Toilettes sur cour
Qu’on soit poète, paltoquet ou baladin, on va tous au petit coin. Pourtant ce n’est pas toujours le même endroit. Le nom varie au gré de nos envies : certain.e.s l’appellent feuillées — ce qui n’est pas sans rappeler le jargon militaire —, d’autres le nomment titas, d’autres encore l’appellent deutés en référence au Deutéronome 23 ; 13 : « Tu auras parmi ton bagage un instrument, dont tu te serviras pour faire un creux et recouvrir tes excréments, quand tu voudras aller dehors. ». On retrouve aussi dans la francophonie les termes de latrines et longaignes et, plus sobrement, les unités marines disent se soulager dans la mer.
Mais ces différences ne s’arrêtent pas au nom ! Si on s’y intéresse de près, on peut faire une véritable typologie de la cuvette.
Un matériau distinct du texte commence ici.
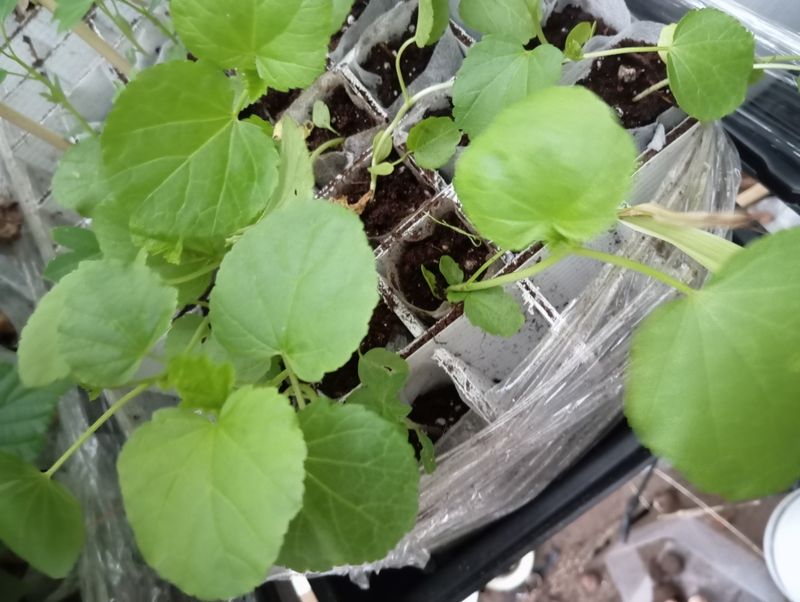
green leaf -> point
(710, 251)
(321, 116)
(383, 376)
(200, 382)
(69, 13)
(79, 182)
(497, 73)
(210, 502)
(40, 521)
(511, 18)
(341, 9)
(361, 489)
(495, 311)
(713, 381)
(182, 332)
(189, 174)
(577, 38)
(25, 414)
(381, 147)
(451, 271)
(286, 43)
(382, 169)
(433, 141)
(565, 182)
(432, 21)
(311, 302)
(84, 247)
(709, 63)
(296, 176)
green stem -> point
(152, 18)
(33, 127)
(485, 266)
(322, 148)
(630, 264)
(407, 106)
(530, 272)
(398, 68)
(654, 88)
(779, 66)
(298, 393)
(618, 51)
(93, 428)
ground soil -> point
(398, 195)
(358, 8)
(10, 222)
(618, 79)
(381, 62)
(427, 252)
(385, 330)
(346, 118)
(437, 411)
(271, 106)
(561, 23)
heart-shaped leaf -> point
(714, 378)
(360, 493)
(301, 284)
(210, 502)
(565, 182)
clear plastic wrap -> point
(567, 392)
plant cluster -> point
(210, 270)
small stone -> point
(591, 581)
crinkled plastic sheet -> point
(568, 391)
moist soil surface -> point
(437, 411)
(398, 195)
(427, 252)
(271, 106)
(618, 79)
(10, 222)
(385, 330)
(561, 23)
(381, 62)
(346, 118)
(358, 8)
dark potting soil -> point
(358, 8)
(271, 106)
(561, 23)
(398, 195)
(618, 79)
(10, 222)
(385, 330)
(427, 252)
(437, 411)
(381, 59)
(346, 118)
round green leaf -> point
(210, 501)
(79, 183)
(25, 414)
(40, 521)
(285, 42)
(497, 73)
(434, 16)
(714, 379)
(112, 315)
(710, 63)
(188, 172)
(301, 284)
(361, 492)
(512, 18)
(433, 141)
(555, 166)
On trouve le trou simple (d’une profondeur d’environ 1 mètre sur 70 cm de largeur), le trou avec deux planches pour poser les pieds, le trou avec poutre basse pour s’asseoir, le trou avec quatre poutres basses et une lunette, le trou avec une poutre haute pour se tenir les mains, le trou entièrement recouvert d’une caisse percée et dotée d’une lunette, et enfin les toilettes en dur notamment celles du propriétaire et évidemment celles du supermarché pour l’intendant.
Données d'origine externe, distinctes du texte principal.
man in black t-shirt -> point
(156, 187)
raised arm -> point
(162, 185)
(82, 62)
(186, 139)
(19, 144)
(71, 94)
Voilà pour la cuvette, reste encore à explorer les cloisons qui, elles aussi, connaissent nombre de variations. On peut d’ores et déjà les diviser en deux catégories : les décapotables et celles couvertes. Pour les premières on peut lister les cloisons à quatre, trois, deux ou un mur ; à partir de deux murs souvent la nature obstrue un autre côté et à cela est ajouté un son reconnaissable à l’approche de quelqu’un. Certaines unités ne mettent pas de cloisons du tout, mais un panneau bien en amont pour signaler la disponibilité du trône. En ce qui concerne les toilettes couvertes, on retrouve les mêmes que les décapotables avec en addition une cloison stellaire au-dessus du trou, à celles-ci on peut ajouter la cabine en tissu avec porte — qui est à l’origine vendue comme une cabine de douche. Pour en finir avec les cloisons, la matière du mur diverge et varie en fonction des lubies. Certains groupes vouent un culte à la bâche, si bien que dans le local finit par apparaitre une étagère estampillée « bâche à caca » pour ne pas s’emmêler les pinceaux. D’autres préfèrent le tissu et souvent utilisent un reste de tente canadienne, et d’autres encore fabriquent une cloison en tressant du bois souple et du feuillage (les puristes parlent de noisetier et de fougères).
À tout ces éléments on pourrait ajouter les dispositifs pour garder le papier toilette au sec ou ceux pour suspendre une poubelle ou encore ceux qui visent à éviter les odeurs, mais on n’en finirait plus de lister les différentes ingéniosités. L’essentiel est de noter que peu importe nos techniques et savoir-faire, il faut que l’endroit soit confortable pour qu’il soit fréquenté et ainsi éviter les missions de fin de camp « ramassage caca dans les hortensias ».